Intravenous Thrombolysis for Acute Stroke After Intracranial Artery Dissection
Administer standard-dose IV tPA (0.9 mg/kg, maximum 90 mg) for acute ischemic stroke caused by intracranial artery dissection if the patient presents within 3 hours of symptom onset and meets standard eligibility criteria, as arterial dissection is not listed as a contraindication in established guidelines. 1
Treatment Algorithm
Within 3 Hours of Symptom Onset
- Administer IV tPA 0.9 mg/kg (maximum 90 mg) as 10% bolus followed by 90% infusion over 60 minutes if no standard contraindications exist 1
- The presence of intracranial artery dissection itself does not constitute an absolute contraindication to thrombolysis 1
- Door-to-needle time should be within 60 minutes of hospital arrival 1
Between 3-4.5 Hours of Symptom Onset
- Consider IV tPA with additional ECASS III exclusion criteria: exclude patients >80 years old, those taking oral anticoagulants regardless of INR, baseline NIHSS >25, imaging evidence of ischemic injury involving more than one-third of MCA territory, or history of both stroke and diabetes 1
- The symptomatic intracranial hemorrhage risk increases to approximately 7-8% in this time window 2, 3
Beyond 4.5 Hours
- Do not administer IV tPA - treatment beyond this window is not recommended 1
- Consider intra-arterial thrombolysis for selected patients with major stroke due to middle cerebral artery occlusion within 6 hours, though this requires specialized expertise and facilities 1
Evidence Supporting tPA Use in Dissection
Registry data demonstrates that patients with extracranial internal carotid artery occlusion (including dissection) treated with standard tPA protocols within 4.5 hours had symptomatic ICH rates of 8%, mortality of 11%, and good functional outcomes in 60% of cases 2. This risk profile is comparable to the general acute ischemic stroke population treated with tPA 1.

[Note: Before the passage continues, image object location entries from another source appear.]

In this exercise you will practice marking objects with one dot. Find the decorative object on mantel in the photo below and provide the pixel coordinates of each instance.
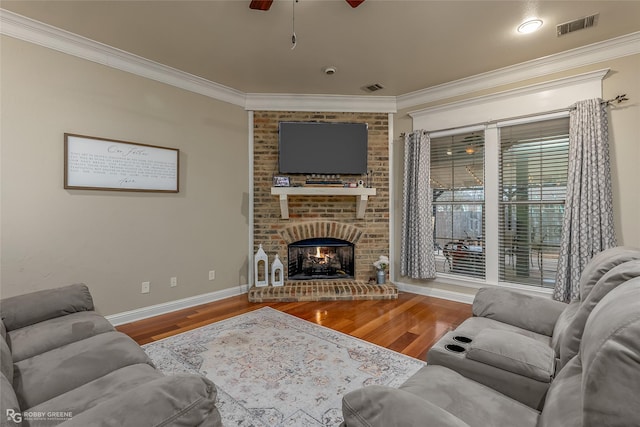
(361, 194)
(381, 265)
(277, 272)
(261, 260)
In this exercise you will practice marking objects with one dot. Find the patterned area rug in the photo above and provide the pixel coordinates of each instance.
(273, 369)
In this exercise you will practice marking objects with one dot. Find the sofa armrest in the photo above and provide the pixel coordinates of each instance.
(172, 400)
(28, 309)
(532, 313)
(380, 406)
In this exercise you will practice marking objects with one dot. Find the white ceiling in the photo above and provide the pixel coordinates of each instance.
(404, 45)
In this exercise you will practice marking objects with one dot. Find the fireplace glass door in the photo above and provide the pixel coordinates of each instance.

The standard inclusion and exclusion criteria from the NINDS trial do not list arterial dissection as a contraindication 1. The primary contraindications focus on bleeding risk factors such as recent surgery, prior intracranial hemorrhage, uncontrolled hypertension, and coagulopathy 1.
Dosing Considerations
- Use the standard 0.9 mg/kg dose (maximum 90 mg) - lower doses have been associated with worse functional outcomes 4
- Asian populations should receive the same 0.9 mg/kg dose, as lower doses (0.5-0.7 mg/kg) resulted in significantly less excellent recovery (modified Rankin Scale 0-1: 41.89% vs 53.83%, OR=0.58, P=0.031) without reducing symptomatic ICH risk 4
Critical Post-Thrombolysis Management
Blood Pressure Control
- Maintain systolic BP <180 mmHg and diastolic BP <105 mmHg during and after tPA infusion 5
- Emergency antihypertensive treatment is warranted if BP exceeds these thresholds to reduce hemorrhagic transformation risk 5
- Avoid excessive hypotension that could compromise cerebral perfusion 5
Hemorrhage Monitoring
- Obtain CT scan 24 hours after tPA administration before initiating any antithrombotic therapy 5
- Any neurological deterioration should prompt immediate repeat imaging 5
- Symptomatic intracranial hemorrhage occurs in approximately 6.4% of tPA-treated patients 5
Medication Restrictions
- Avoid all antithrombotic drugs (including aspirin) for 24 hours after tPA administration 1, 5
- Once hemorrhage is excluded on 24-hour imaging, initiate aspirin 160-325 mg immediately 1, 5
Common Pitfalls to Avoid
- Do not withhold tPA solely because of arterial dissection - dissection is not a contraindication in established guidelines 1
- Do not use reduced tPA doses - standard 0.9 mg/kg dosing provides superior outcomes without increasing hemorrhage risk 4
- Do not delay treatment for extensive vascular imaging - if CT excludes hemorrhage and shows no contraindications, proceed with tPA while obtaining additional imaging 1
- Do not start antiplatelet therapy before the 24-hour exclusionary CT scan - this significantly increases bleeding risk 1, 5
- Do not exceed the 4.5-hour treatment window - efficacy beyond this time is not established 1
Alternative Approaches
If IV tPA is contraindicated or the patient presents beyond 4.5 hours but within 6 hours with proximal cerebral artery occlusion, intra-arterial thrombolysis may be considered at experienced stroke centers with immediate access to cerebral angiography and qualified interventionalists 1. However, the availability of intra-arterial therapy should not preclude IV tPA administration in otherwise eligible patients 1.
Mechanical thrombectomy devices have been used for acute stroke but remain under investigation, and current evidence suggests IV tPA alone over combination IV/IA approaches for most patients 1.